Tu es en apesanteur, légère comme un nuage, une buée, un parfum, un souvenir… »
Le souci obstiné de dire vrai, tout en finesse aussi : la plume comme une harpe. Délicatesse et politesse du désespoir. « Il est poli d’être gai », rappelle Voltaire en épigraphe.
« Je n’ai jamais pleuré, je crois, quand tu es morte. J’ai envie de dire que j’étais trop malheureux, et les larmes paraissaient dérisoires. Je pleure seulement au cinéma, parce que c’est du cinéma. »

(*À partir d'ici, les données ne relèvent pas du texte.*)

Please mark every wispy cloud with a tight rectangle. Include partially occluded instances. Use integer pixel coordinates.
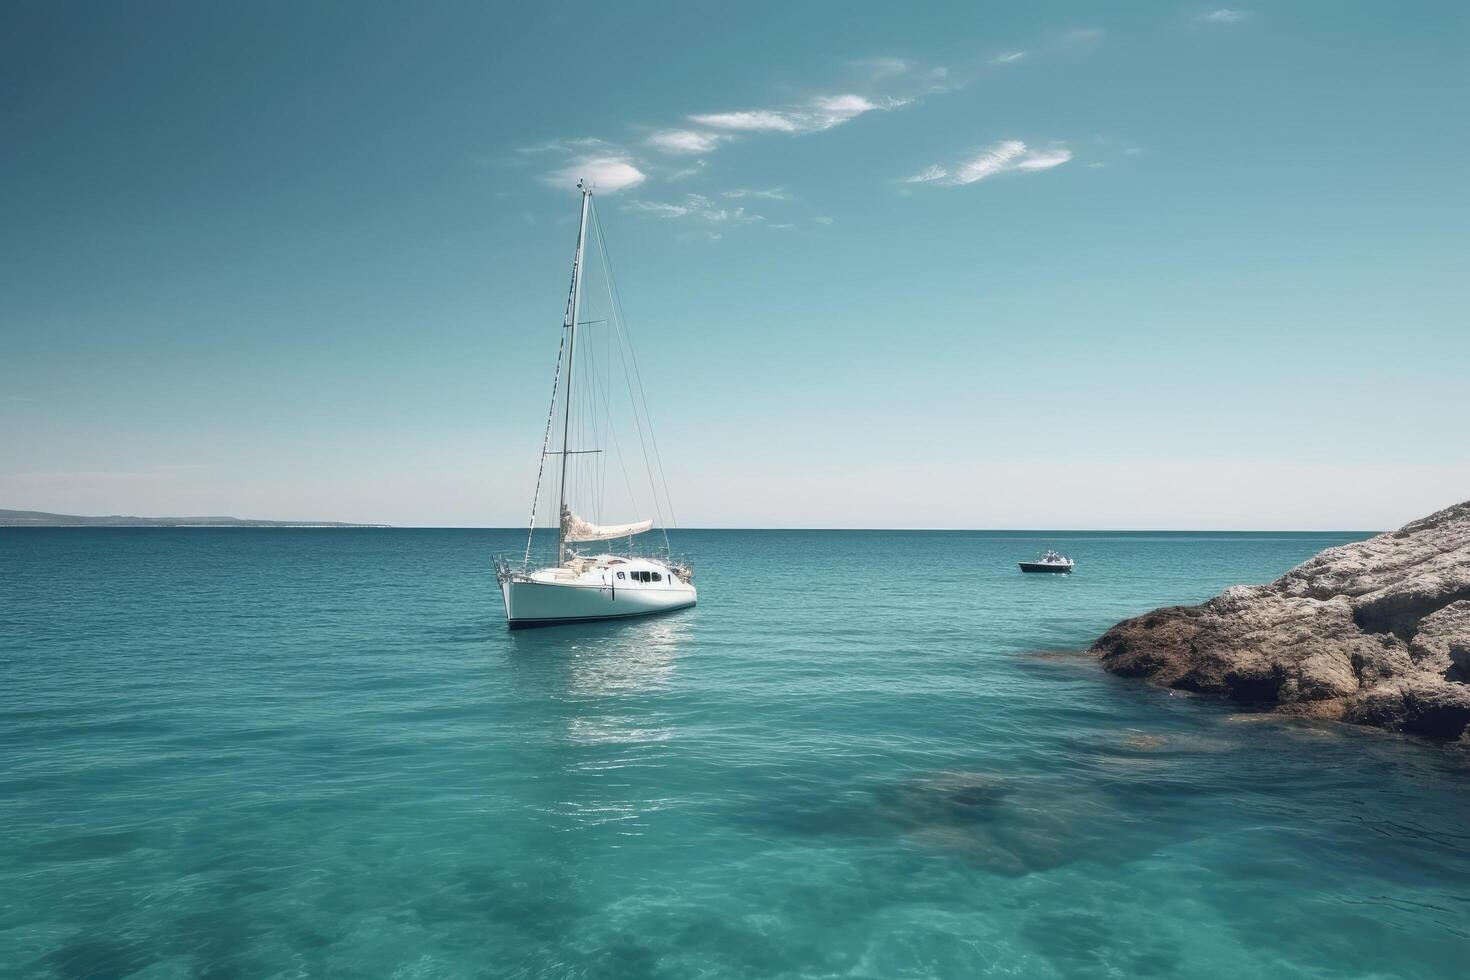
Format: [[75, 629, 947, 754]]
[[1082, 135, 1144, 168], [624, 193, 761, 223], [814, 216, 835, 225], [904, 140, 1073, 187], [521, 54, 952, 207], [990, 50, 1027, 65], [1057, 27, 1105, 49], [689, 109, 801, 133], [689, 93, 907, 136], [665, 161, 706, 180], [851, 56, 953, 93], [623, 200, 698, 218], [814, 93, 901, 129], [903, 165, 949, 184], [722, 187, 792, 200], [1198, 8, 1248, 24], [850, 56, 912, 79], [544, 155, 647, 193], [517, 136, 613, 155], [646, 129, 728, 155]]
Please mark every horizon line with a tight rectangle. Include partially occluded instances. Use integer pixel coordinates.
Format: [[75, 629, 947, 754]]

Le chemin qu’on fait, nécessaire. La tempête de la douleur sur une existence prostrée. Puis l’idée qu’on va malgré tout, étrangement, continuer. Et comment ? En demi-teinte sans doute, cette âme qui survit :
« Mes souvenirs continuent à briller comme les étoiles mortes. Le passé me semble parfait, le futur pas très sûr. Je préfère conjuguer l’irréel du présent. »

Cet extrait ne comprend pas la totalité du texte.